4. Dua mahasiswa tewas dalam aksi demo di Kendari, satu anggota Polri jadi tersangka

Ilustrasi kasus penembakan. IDN Times/Arief Rahmat

Polisi menetapkan Brigadir AM sebagai tersangka kasus tewasnya mahasiswa di Kendari pascademo ricuh di DPRD Sulawesi Tenggara (Sultra).

Kasubdit V Dirpidum Bareskrim Kombes Patoppoi mengatakan, status tersangka ini ditetapkan berdasarkan pencocokan selongsong peluru dengan pistol yang dibawanya saat kejadian. 

"Jadi dari 6 senjata, satu senjata identik dengan dua proyektil dan dua selongsong. Dari hasil uji balistik menyimpulkan 2 proyektil dan 2 selongsong identik dengan senjata api jenis HS yang diduga dibawa oleh Brigadir AM," kata dalam jumpa pers di Mabes Polri, Kamis (7/11). 

Dalam penanganan kasus ini, polisi sudah memeriksa 25 orang saksi termasuk dua ahli yang merupakan dokter, yang juga memeriksa mahasiswa bernama Randi dan Yusuf saat berada di rumah sakit.

Randi dan Yusuf sendiri merupakan korban tewas luka tembak saat unjuk rasa mahasiswa di depan kantor DPRD Sultra berakhir ricuh pada 27 September 2019.

Berdasarkan keterangan Polisi, Randi tewas akibat tertembak, sedangkan Yusuf tewas akibat hantaman benda tumpul.

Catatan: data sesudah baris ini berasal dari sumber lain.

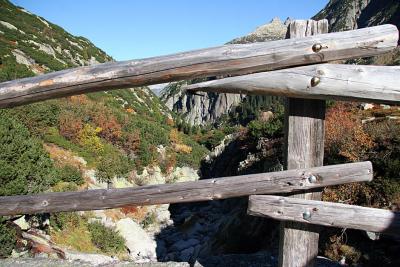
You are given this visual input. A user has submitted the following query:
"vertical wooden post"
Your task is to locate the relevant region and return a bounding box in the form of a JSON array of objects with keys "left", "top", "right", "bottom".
[{"left": 279, "top": 20, "right": 328, "bottom": 267}]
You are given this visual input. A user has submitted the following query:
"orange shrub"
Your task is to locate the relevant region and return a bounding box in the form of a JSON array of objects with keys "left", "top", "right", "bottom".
[
  {"left": 169, "top": 129, "right": 180, "bottom": 144},
  {"left": 123, "top": 131, "right": 140, "bottom": 152},
  {"left": 165, "top": 117, "right": 175, "bottom": 126},
  {"left": 58, "top": 112, "right": 83, "bottom": 141},
  {"left": 93, "top": 113, "right": 122, "bottom": 143},
  {"left": 121, "top": 205, "right": 148, "bottom": 222},
  {"left": 325, "top": 102, "right": 373, "bottom": 161},
  {"left": 68, "top": 95, "right": 89, "bottom": 105}
]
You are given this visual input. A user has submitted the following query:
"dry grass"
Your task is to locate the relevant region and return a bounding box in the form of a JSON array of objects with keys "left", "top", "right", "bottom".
[{"left": 51, "top": 222, "right": 100, "bottom": 253}]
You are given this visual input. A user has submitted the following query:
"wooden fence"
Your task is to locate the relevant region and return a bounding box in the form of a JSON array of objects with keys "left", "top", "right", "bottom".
[{"left": 0, "top": 20, "right": 400, "bottom": 266}]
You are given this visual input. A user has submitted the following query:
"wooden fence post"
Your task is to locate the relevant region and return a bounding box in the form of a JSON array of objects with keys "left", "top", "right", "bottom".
[{"left": 279, "top": 20, "right": 328, "bottom": 267}]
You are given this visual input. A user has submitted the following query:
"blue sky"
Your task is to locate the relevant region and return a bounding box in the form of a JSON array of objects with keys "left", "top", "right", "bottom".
[{"left": 12, "top": 0, "right": 328, "bottom": 60}]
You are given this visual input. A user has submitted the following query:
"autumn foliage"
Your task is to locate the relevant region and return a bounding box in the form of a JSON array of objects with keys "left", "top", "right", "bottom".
[
  {"left": 58, "top": 112, "right": 83, "bottom": 141},
  {"left": 325, "top": 102, "right": 373, "bottom": 163}
]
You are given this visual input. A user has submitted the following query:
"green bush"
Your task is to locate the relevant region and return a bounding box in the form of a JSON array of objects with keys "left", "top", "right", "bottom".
[
  {"left": 0, "top": 220, "right": 17, "bottom": 258},
  {"left": 88, "top": 222, "right": 125, "bottom": 254},
  {"left": 50, "top": 212, "right": 83, "bottom": 230},
  {"left": 96, "top": 151, "right": 132, "bottom": 186},
  {"left": 0, "top": 110, "right": 57, "bottom": 196},
  {"left": 58, "top": 165, "right": 85, "bottom": 185},
  {"left": 247, "top": 118, "right": 283, "bottom": 139},
  {"left": 199, "top": 130, "right": 225, "bottom": 150}
]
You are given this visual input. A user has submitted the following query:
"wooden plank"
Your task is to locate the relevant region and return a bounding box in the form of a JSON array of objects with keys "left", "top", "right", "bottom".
[
  {"left": 0, "top": 25, "right": 398, "bottom": 108},
  {"left": 0, "top": 161, "right": 372, "bottom": 215},
  {"left": 183, "top": 64, "right": 400, "bottom": 103},
  {"left": 247, "top": 196, "right": 400, "bottom": 235},
  {"left": 278, "top": 20, "right": 328, "bottom": 267}
]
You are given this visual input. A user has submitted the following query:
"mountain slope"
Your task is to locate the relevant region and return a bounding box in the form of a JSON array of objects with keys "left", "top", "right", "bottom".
[
  {"left": 313, "top": 0, "right": 400, "bottom": 32},
  {"left": 0, "top": 0, "right": 112, "bottom": 81},
  {"left": 161, "top": 18, "right": 290, "bottom": 125},
  {"left": 161, "top": 0, "right": 400, "bottom": 125}
]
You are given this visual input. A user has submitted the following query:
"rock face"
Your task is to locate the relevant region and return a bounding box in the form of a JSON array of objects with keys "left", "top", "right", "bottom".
[
  {"left": 229, "top": 18, "right": 291, "bottom": 44},
  {"left": 117, "top": 218, "right": 157, "bottom": 262},
  {"left": 313, "top": 0, "right": 400, "bottom": 32},
  {"left": 161, "top": 18, "right": 290, "bottom": 125},
  {"left": 161, "top": 83, "right": 244, "bottom": 125}
]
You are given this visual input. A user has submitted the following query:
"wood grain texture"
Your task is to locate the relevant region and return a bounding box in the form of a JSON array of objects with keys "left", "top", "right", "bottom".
[
  {"left": 0, "top": 161, "right": 372, "bottom": 215},
  {"left": 248, "top": 196, "right": 400, "bottom": 235},
  {"left": 0, "top": 23, "right": 398, "bottom": 108},
  {"left": 278, "top": 20, "right": 328, "bottom": 267},
  {"left": 184, "top": 64, "right": 400, "bottom": 103}
]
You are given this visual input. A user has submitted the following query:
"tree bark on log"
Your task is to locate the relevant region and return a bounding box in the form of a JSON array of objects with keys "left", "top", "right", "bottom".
[
  {"left": 0, "top": 161, "right": 372, "bottom": 216},
  {"left": 183, "top": 64, "right": 400, "bottom": 103},
  {"left": 279, "top": 20, "right": 328, "bottom": 267},
  {"left": 0, "top": 24, "right": 398, "bottom": 108},
  {"left": 248, "top": 196, "right": 400, "bottom": 235}
]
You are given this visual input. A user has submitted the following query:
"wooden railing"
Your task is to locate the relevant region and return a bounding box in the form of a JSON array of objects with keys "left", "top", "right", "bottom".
[{"left": 0, "top": 20, "right": 400, "bottom": 266}]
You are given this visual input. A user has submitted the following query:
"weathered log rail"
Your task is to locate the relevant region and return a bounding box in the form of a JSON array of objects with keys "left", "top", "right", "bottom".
[
  {"left": 184, "top": 64, "right": 400, "bottom": 103},
  {"left": 0, "top": 161, "right": 372, "bottom": 216},
  {"left": 0, "top": 20, "right": 400, "bottom": 267},
  {"left": 0, "top": 25, "right": 398, "bottom": 108},
  {"left": 248, "top": 196, "right": 400, "bottom": 235}
]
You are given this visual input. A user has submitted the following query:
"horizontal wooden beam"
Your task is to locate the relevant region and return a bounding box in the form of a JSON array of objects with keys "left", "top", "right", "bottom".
[
  {"left": 0, "top": 161, "right": 372, "bottom": 215},
  {"left": 247, "top": 196, "right": 400, "bottom": 235},
  {"left": 183, "top": 64, "right": 400, "bottom": 103},
  {"left": 0, "top": 25, "right": 398, "bottom": 108}
]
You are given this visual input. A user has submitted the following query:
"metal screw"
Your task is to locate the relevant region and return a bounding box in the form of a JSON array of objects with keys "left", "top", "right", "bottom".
[
  {"left": 303, "top": 210, "right": 311, "bottom": 220},
  {"left": 312, "top": 44, "right": 322, "bottom": 53},
  {"left": 311, "top": 77, "right": 321, "bottom": 87},
  {"left": 308, "top": 175, "right": 317, "bottom": 184}
]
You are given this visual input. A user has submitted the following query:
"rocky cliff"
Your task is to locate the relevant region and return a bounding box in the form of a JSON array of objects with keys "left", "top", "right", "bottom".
[
  {"left": 162, "top": 0, "right": 400, "bottom": 125},
  {"left": 161, "top": 18, "right": 290, "bottom": 125},
  {"left": 313, "top": 0, "right": 400, "bottom": 32}
]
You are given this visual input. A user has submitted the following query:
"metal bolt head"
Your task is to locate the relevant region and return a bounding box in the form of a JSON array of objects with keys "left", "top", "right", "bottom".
[
  {"left": 308, "top": 175, "right": 317, "bottom": 184},
  {"left": 303, "top": 210, "right": 311, "bottom": 220},
  {"left": 311, "top": 77, "right": 321, "bottom": 87},
  {"left": 312, "top": 44, "right": 322, "bottom": 53}
]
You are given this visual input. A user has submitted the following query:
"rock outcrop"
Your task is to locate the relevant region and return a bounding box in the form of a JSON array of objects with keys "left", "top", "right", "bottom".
[
  {"left": 161, "top": 83, "right": 244, "bottom": 125},
  {"left": 313, "top": 0, "right": 400, "bottom": 32},
  {"left": 160, "top": 18, "right": 290, "bottom": 125}
]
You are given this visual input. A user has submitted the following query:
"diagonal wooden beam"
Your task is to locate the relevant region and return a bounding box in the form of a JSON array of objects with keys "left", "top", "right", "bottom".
[
  {"left": 247, "top": 196, "right": 400, "bottom": 235},
  {"left": 0, "top": 161, "right": 372, "bottom": 216},
  {"left": 0, "top": 25, "right": 398, "bottom": 108},
  {"left": 183, "top": 64, "right": 400, "bottom": 103}
]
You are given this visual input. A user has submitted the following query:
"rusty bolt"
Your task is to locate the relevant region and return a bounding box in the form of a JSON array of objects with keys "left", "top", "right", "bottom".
[
  {"left": 311, "top": 77, "right": 321, "bottom": 87},
  {"left": 312, "top": 44, "right": 322, "bottom": 53}
]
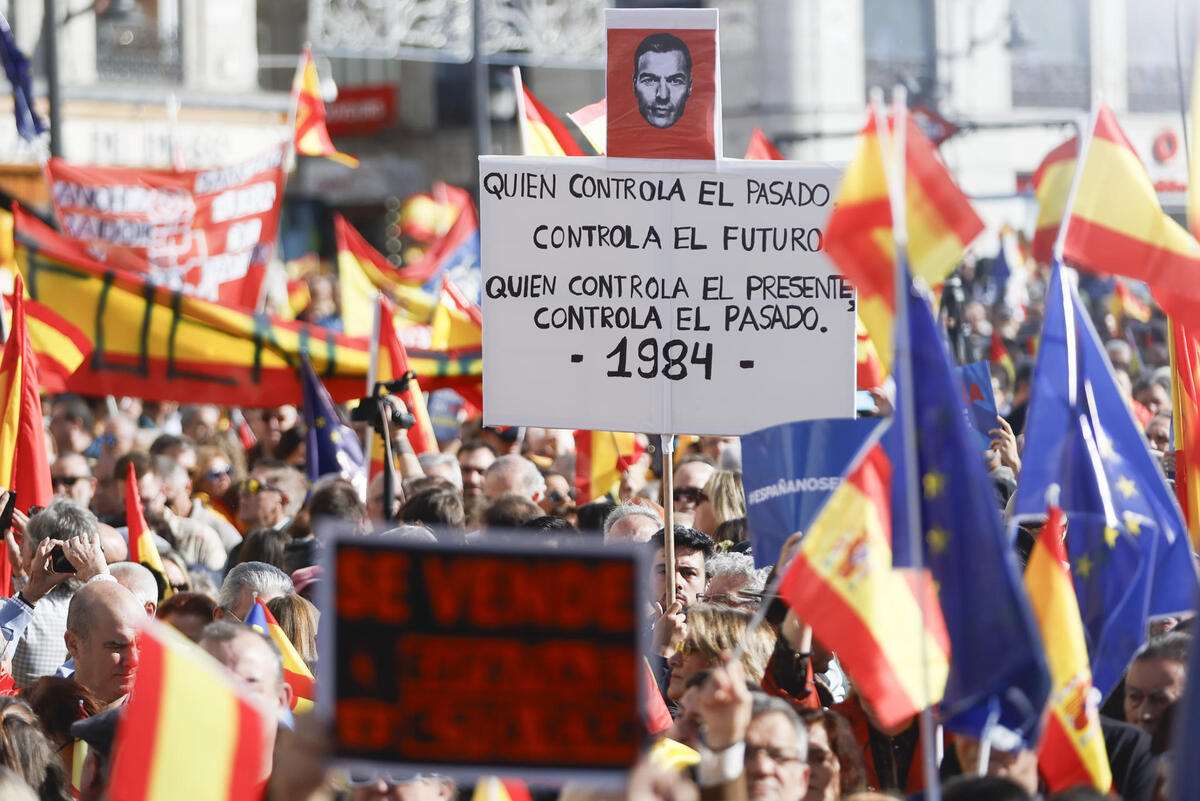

Sementara itu, seorang ibu hamil bernama Putri, tersasar peluru tajam saat berada di dalam rumahnya, yang berjarak sekitar 3 kilometer dari titik konsentrasi massa mahasiswa.

Dalam penanganan pengusutan kasus ini, polisi juga menggelar sidang disiplin terhadap 6 anggota polisi DK, GM, MI, MA, H, dan E. Mereka terbukti bersalah saat melakukan pengamanan unjuk rasa mahasiswa Universitas Halu Oleo (UHO) karena membawa senjata api.

Saat ini, polisi belum juga dapat mengungkap, siapa pelaku yang menyebabkan Yusuf tewas.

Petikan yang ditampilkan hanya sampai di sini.